The NPC is constitutionally the highest organ of government power in China although it has long been considered a rubber-stamp parliament. It passes virtually every measure, resolution and law put forward by the government or the Chinese Communist Party.
Since the early 1990s, the NPC has passed several laws aimed at building up a legal system and has sought to promulgate a "rule by law" rather than a "rule by men" -- an attempt to steer the party away from its Maoist structures to fit more closely the international norms that govern the world's capital markets.
The raft of new legislation passed at the NPC includes labor laws, securities laws, corporation laws, banking laws and environmental protection laws. The body also has the power to elect, dismiss and reassign local and central government officials, including the state president, the premier, top judges and ministers.
Despite this, elections are carefully choreographed, and typically there is only one candidate for one position. Token disapproval or dissent is usually shown by means of abstentions rather than straight "no" votes.
Xi Jinping and a new, younger crop of leaders are set to lead the Communist Party and the government over the next 10 years. The Communist Party is due for the reshuffle in the fall and the government will follow suit in spring 2013.
Barring any big surprises, current vice premier Li Keqiang, a protege of President Hu, is set to replace Premier Wen Jiabao, who will retire.
When China's leaders convene, they will have a wide range of problems to tackle. Among them:
-- How to keep the economy growing at a fast enough rate (the IMF currently estimates growth at 8.2%) at a time when the global economy is in recession. Much of the Communist Party's legitimacy is predicated on economic growth which mitigates unemployment and social tensions.

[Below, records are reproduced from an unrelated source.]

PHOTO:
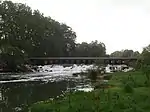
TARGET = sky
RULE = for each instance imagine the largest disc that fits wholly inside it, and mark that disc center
(119, 24)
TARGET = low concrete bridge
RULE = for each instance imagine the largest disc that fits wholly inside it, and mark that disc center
(81, 60)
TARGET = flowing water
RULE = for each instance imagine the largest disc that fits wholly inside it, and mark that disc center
(19, 91)
(18, 95)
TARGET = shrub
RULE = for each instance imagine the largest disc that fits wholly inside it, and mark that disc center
(128, 88)
(93, 74)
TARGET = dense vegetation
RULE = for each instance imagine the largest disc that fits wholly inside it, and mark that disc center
(128, 93)
(28, 33)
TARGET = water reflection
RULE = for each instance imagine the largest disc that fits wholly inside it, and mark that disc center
(16, 97)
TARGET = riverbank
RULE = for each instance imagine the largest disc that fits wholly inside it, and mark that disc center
(128, 92)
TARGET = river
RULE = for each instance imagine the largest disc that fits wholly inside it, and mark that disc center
(19, 91)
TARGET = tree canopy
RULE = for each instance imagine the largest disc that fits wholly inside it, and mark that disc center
(28, 33)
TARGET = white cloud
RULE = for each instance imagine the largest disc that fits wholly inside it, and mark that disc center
(119, 24)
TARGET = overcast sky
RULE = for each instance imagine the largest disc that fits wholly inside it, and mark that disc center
(120, 24)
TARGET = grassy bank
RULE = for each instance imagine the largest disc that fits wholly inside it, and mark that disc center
(128, 94)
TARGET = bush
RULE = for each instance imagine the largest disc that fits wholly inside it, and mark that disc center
(128, 88)
(93, 74)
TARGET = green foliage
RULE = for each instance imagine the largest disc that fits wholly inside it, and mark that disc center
(128, 87)
(28, 33)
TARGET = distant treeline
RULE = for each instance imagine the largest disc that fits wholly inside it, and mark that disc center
(28, 33)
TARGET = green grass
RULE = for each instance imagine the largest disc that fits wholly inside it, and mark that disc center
(114, 99)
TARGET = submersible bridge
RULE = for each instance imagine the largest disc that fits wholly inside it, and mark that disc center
(82, 60)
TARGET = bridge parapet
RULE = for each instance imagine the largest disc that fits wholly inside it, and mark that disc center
(81, 60)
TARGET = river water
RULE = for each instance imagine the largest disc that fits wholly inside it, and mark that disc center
(18, 95)
(19, 91)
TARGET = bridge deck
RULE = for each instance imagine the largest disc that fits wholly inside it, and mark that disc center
(84, 58)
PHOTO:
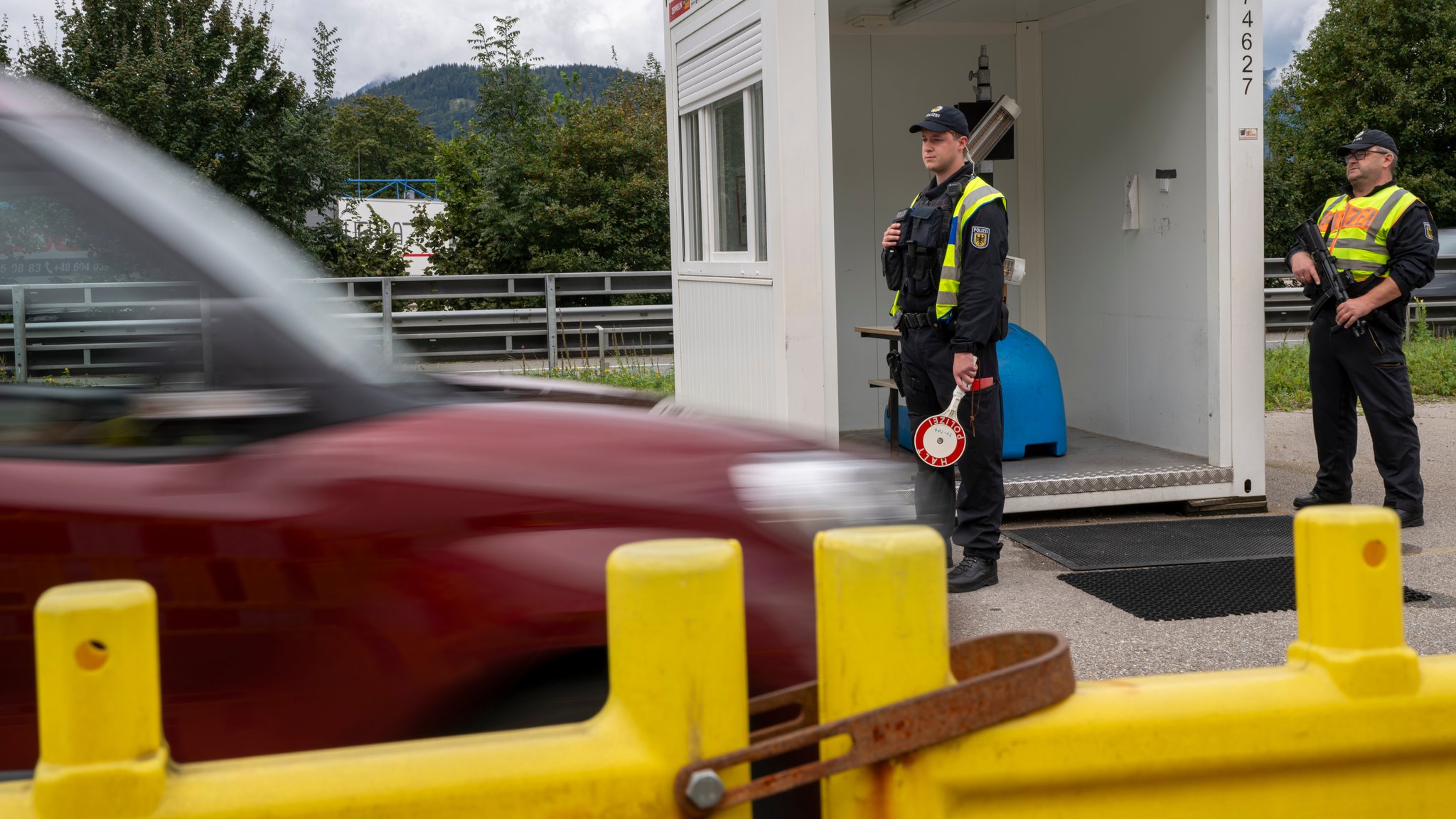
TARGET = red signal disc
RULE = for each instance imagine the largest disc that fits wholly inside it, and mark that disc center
(939, 441)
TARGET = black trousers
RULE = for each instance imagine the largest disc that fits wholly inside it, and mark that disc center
(1342, 368)
(972, 518)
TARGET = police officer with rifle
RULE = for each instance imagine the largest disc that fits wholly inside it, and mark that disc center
(1368, 250)
(944, 257)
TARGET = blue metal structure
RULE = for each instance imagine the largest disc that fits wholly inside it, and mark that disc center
(398, 188)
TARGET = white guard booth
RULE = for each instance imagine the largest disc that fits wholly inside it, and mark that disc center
(790, 154)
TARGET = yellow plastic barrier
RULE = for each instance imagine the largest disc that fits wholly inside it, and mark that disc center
(679, 694)
(1354, 724)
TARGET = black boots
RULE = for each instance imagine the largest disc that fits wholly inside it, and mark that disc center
(970, 574)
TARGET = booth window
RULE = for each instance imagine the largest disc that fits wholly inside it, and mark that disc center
(692, 191)
(724, 177)
(732, 171)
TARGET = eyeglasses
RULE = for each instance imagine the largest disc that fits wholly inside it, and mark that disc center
(1360, 155)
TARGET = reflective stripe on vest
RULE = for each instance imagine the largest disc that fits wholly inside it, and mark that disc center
(950, 289)
(1357, 229)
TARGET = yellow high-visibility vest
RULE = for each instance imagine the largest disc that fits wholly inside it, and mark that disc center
(1356, 229)
(976, 194)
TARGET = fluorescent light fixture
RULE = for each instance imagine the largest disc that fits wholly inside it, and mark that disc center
(916, 9)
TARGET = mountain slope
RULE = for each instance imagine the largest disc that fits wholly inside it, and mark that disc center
(446, 94)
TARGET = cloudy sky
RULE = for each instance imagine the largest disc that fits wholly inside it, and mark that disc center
(393, 38)
(385, 38)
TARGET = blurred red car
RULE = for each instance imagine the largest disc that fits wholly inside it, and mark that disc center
(343, 552)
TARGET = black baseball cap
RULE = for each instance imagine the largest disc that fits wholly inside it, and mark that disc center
(1368, 139)
(943, 119)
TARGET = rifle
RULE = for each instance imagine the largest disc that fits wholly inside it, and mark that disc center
(1331, 280)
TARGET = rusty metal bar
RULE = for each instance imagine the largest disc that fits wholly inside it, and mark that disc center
(1001, 677)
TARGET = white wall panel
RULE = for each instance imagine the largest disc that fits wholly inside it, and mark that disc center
(1128, 311)
(725, 65)
(725, 350)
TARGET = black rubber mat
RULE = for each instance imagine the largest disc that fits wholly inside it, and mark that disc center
(1161, 542)
(1200, 591)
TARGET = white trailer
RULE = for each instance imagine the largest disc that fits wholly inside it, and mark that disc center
(790, 154)
(355, 212)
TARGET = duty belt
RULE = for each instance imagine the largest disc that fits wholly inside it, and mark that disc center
(916, 319)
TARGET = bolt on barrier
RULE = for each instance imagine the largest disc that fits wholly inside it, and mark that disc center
(672, 703)
(1354, 724)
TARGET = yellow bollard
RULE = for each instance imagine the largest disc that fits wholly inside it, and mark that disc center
(883, 630)
(100, 701)
(680, 604)
(679, 694)
(1347, 587)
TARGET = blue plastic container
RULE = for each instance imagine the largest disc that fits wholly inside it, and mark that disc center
(1033, 412)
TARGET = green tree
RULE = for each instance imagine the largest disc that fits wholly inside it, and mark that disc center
(1382, 65)
(375, 250)
(201, 80)
(380, 137)
(545, 183)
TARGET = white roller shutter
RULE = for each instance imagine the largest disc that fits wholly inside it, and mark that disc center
(719, 66)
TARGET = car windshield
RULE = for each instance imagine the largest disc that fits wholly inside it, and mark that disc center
(124, 264)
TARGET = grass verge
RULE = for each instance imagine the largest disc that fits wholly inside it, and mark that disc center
(1432, 362)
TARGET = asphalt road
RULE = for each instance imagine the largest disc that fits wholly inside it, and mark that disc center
(1107, 641)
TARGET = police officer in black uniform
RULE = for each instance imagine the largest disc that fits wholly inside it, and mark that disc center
(1383, 240)
(944, 258)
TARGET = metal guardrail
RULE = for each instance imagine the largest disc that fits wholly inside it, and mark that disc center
(107, 328)
(1286, 309)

-- How quickly China can shift its economic growth model from manufacturing and exports to domestic consumption and services.
-- How to bridge the growing divide between the rich and the poor to maintain social stability.

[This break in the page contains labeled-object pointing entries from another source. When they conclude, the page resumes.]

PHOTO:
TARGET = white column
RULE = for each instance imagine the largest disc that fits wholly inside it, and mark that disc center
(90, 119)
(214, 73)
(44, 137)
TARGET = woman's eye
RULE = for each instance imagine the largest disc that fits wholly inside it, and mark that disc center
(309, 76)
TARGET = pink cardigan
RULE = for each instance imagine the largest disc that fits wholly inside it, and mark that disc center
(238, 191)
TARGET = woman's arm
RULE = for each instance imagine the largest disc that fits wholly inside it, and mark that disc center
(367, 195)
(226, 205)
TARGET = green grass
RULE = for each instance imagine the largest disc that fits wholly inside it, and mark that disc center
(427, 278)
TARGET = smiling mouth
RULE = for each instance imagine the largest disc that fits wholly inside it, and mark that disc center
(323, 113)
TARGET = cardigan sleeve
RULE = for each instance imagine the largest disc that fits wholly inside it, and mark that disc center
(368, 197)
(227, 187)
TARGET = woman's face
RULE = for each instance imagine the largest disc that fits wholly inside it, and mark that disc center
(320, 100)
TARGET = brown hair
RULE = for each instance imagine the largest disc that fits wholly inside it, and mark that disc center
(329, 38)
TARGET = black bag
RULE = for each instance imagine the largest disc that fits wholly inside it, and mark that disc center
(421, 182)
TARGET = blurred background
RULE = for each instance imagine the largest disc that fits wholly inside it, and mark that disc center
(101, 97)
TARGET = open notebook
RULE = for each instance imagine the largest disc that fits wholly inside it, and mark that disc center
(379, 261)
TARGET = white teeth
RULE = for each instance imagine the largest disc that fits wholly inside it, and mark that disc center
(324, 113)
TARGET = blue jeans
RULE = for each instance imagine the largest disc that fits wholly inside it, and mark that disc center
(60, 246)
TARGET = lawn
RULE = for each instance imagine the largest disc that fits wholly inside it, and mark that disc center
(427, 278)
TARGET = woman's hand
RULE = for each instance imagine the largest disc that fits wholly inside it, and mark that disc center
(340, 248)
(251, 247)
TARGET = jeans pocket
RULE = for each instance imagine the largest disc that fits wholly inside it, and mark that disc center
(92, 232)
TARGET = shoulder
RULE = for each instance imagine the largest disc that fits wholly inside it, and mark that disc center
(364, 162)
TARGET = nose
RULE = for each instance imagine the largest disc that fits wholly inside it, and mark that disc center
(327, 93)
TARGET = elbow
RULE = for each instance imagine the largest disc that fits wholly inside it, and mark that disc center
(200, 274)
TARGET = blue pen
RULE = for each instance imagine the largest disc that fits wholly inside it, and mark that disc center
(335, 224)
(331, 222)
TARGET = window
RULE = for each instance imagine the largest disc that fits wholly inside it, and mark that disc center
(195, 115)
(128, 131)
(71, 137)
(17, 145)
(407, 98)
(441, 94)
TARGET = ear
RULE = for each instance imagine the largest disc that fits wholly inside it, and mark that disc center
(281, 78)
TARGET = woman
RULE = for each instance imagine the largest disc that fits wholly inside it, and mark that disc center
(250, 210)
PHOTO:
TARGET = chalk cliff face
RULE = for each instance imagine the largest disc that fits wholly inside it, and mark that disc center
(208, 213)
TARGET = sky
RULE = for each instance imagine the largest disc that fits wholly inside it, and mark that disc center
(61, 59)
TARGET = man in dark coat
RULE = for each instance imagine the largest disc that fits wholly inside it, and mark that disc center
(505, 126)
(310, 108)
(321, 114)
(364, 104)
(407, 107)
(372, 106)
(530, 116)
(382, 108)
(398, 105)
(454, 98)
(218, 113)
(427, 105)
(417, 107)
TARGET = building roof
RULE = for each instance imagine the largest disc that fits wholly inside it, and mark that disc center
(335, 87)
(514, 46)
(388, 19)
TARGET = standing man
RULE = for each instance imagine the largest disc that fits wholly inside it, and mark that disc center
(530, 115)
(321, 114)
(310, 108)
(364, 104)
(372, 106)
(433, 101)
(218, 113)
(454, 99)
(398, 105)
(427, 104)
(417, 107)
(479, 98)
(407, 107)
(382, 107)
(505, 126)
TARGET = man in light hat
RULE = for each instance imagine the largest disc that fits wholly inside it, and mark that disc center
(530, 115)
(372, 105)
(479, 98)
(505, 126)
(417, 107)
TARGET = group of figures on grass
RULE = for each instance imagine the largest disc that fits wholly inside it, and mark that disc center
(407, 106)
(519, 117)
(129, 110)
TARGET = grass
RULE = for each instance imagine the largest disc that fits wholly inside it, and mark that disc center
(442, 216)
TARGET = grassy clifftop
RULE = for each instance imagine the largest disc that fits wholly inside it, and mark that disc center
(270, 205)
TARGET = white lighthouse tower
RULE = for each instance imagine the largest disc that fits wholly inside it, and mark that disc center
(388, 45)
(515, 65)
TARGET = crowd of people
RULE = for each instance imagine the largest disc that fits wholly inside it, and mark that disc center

-- How to keep these problems in check without significantly changing the political system and how to deal with pressure for political reforms.

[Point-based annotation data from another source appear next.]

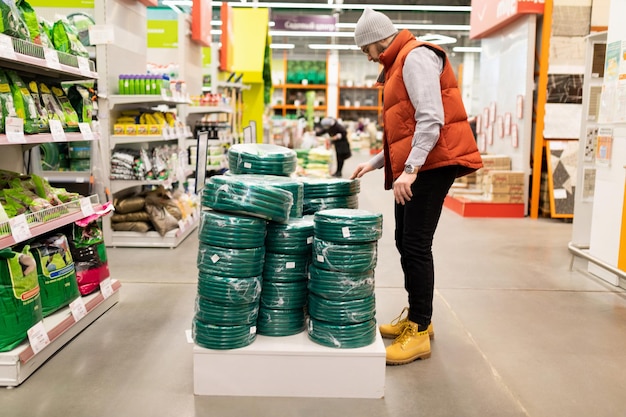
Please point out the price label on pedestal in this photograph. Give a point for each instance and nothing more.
(6, 47)
(19, 228)
(14, 128)
(56, 130)
(86, 207)
(78, 309)
(85, 129)
(38, 337)
(106, 288)
(52, 58)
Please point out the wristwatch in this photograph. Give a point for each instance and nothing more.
(410, 169)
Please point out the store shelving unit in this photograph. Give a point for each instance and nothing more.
(19, 363)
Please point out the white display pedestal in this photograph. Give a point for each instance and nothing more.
(291, 366)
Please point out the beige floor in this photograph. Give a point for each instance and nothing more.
(518, 334)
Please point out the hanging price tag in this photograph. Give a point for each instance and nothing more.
(83, 65)
(52, 58)
(86, 207)
(6, 47)
(106, 288)
(38, 337)
(56, 130)
(19, 228)
(85, 129)
(14, 129)
(78, 309)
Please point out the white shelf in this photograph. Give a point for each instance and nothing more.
(291, 366)
(19, 363)
(46, 138)
(151, 239)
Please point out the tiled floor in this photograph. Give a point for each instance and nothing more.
(517, 334)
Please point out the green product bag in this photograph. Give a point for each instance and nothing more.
(20, 302)
(56, 273)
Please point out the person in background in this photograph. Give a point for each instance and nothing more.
(339, 138)
(427, 143)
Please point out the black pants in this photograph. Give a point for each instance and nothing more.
(416, 223)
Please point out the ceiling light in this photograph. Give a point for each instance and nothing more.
(469, 49)
(334, 47)
(282, 46)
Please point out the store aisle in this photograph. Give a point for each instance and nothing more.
(517, 334)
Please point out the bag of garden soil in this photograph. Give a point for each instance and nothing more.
(20, 302)
(56, 273)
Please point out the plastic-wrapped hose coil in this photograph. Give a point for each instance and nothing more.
(344, 258)
(295, 236)
(230, 194)
(262, 159)
(211, 336)
(284, 295)
(329, 187)
(342, 312)
(280, 267)
(342, 337)
(334, 285)
(225, 314)
(237, 263)
(229, 230)
(272, 322)
(295, 187)
(313, 205)
(229, 290)
(348, 226)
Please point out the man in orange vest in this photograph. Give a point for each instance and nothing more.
(427, 143)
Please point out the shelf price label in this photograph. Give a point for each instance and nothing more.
(38, 337)
(56, 130)
(86, 131)
(78, 309)
(86, 207)
(19, 228)
(14, 129)
(52, 58)
(6, 47)
(106, 288)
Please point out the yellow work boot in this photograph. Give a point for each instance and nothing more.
(409, 346)
(394, 329)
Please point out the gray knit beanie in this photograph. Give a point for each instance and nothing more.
(373, 27)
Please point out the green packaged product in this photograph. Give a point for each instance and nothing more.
(24, 104)
(56, 273)
(11, 22)
(52, 106)
(66, 40)
(71, 118)
(29, 17)
(20, 302)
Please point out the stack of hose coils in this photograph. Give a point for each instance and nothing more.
(285, 272)
(262, 158)
(295, 187)
(230, 263)
(341, 301)
(236, 194)
(329, 193)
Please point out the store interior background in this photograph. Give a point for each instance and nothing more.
(514, 63)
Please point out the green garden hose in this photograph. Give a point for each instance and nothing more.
(348, 226)
(236, 263)
(342, 337)
(344, 258)
(262, 159)
(229, 290)
(344, 286)
(293, 237)
(229, 230)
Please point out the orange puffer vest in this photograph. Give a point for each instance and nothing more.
(456, 144)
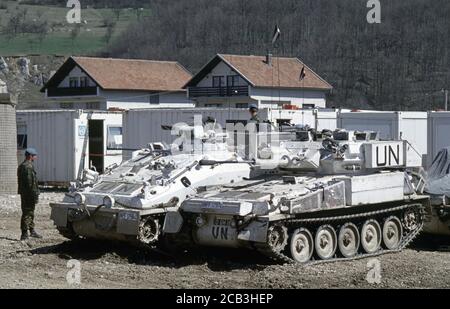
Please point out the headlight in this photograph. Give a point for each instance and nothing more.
(79, 198)
(200, 221)
(108, 201)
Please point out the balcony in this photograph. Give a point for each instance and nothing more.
(237, 91)
(71, 92)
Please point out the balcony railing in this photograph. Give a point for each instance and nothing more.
(71, 92)
(237, 91)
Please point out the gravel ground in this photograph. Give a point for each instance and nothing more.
(43, 263)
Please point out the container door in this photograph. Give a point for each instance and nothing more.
(96, 142)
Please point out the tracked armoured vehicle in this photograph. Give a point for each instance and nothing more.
(350, 196)
(438, 188)
(129, 201)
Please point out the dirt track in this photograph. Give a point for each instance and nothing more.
(43, 264)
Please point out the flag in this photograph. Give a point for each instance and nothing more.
(302, 74)
(276, 34)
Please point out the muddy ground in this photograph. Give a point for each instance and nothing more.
(43, 263)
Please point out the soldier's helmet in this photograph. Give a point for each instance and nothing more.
(30, 152)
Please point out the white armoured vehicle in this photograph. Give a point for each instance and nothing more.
(129, 201)
(350, 195)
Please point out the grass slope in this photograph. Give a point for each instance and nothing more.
(91, 38)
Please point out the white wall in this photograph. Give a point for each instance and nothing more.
(60, 138)
(296, 97)
(140, 99)
(438, 134)
(222, 69)
(76, 72)
(410, 126)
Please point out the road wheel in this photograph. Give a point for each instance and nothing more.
(325, 242)
(301, 245)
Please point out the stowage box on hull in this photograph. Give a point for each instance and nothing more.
(373, 189)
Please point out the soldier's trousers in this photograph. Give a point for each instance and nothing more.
(27, 220)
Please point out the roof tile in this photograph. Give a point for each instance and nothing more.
(139, 75)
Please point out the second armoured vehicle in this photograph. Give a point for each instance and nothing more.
(351, 197)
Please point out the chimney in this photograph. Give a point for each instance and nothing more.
(269, 59)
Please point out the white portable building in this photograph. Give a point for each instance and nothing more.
(69, 141)
(143, 126)
(438, 133)
(410, 126)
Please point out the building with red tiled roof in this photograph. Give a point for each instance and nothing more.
(105, 83)
(237, 81)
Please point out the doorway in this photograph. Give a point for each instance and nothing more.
(96, 145)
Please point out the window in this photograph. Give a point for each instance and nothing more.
(154, 98)
(114, 137)
(84, 82)
(22, 136)
(93, 105)
(73, 82)
(218, 81)
(66, 105)
(233, 80)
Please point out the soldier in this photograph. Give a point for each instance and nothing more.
(29, 193)
(253, 109)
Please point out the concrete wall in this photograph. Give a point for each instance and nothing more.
(270, 97)
(222, 69)
(8, 146)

-- How to keep ethnic unrest in places like Xinjiang and Tibet in check.
-- How to deal with the growing desire in Taiwan, Macau and Hong Kong for more freedom while at the same time maintaining China's claim of sovereignty over them. Hong Kong is likely to be in focus this congress because of its upcoming elections.
-- How to manage its growing economic and political strength overseas without triggering a backlash among other countries, especially its neighbors and the United States.
Following three decades of economic reform, China is now an extremely complex and diverse country. Problems of regional rivalries, corruption, environmental degradation, joblessness, fiscal shakiness, massive in-migration and social tension are now visible features of China's political and social landscape.
What the CCP will have to face is that the old way of governing -- rule by edict over a submissive and poorly informed population -- is no longer working. More and more Chinese are informed through the power of the media, particularly through microblogging sites like Weibo which are now a valuable litmus of popular public opinion.
More than 500 million Chinese are internet users, and the country's microbloggers are believed to number more than 200 million users. More and more Chinese are unafraid to air their grievances, leading to thousands of "mass incidents" or spontaneous protests every year sparked by corruption, environmental damage, official abuse and land grabs.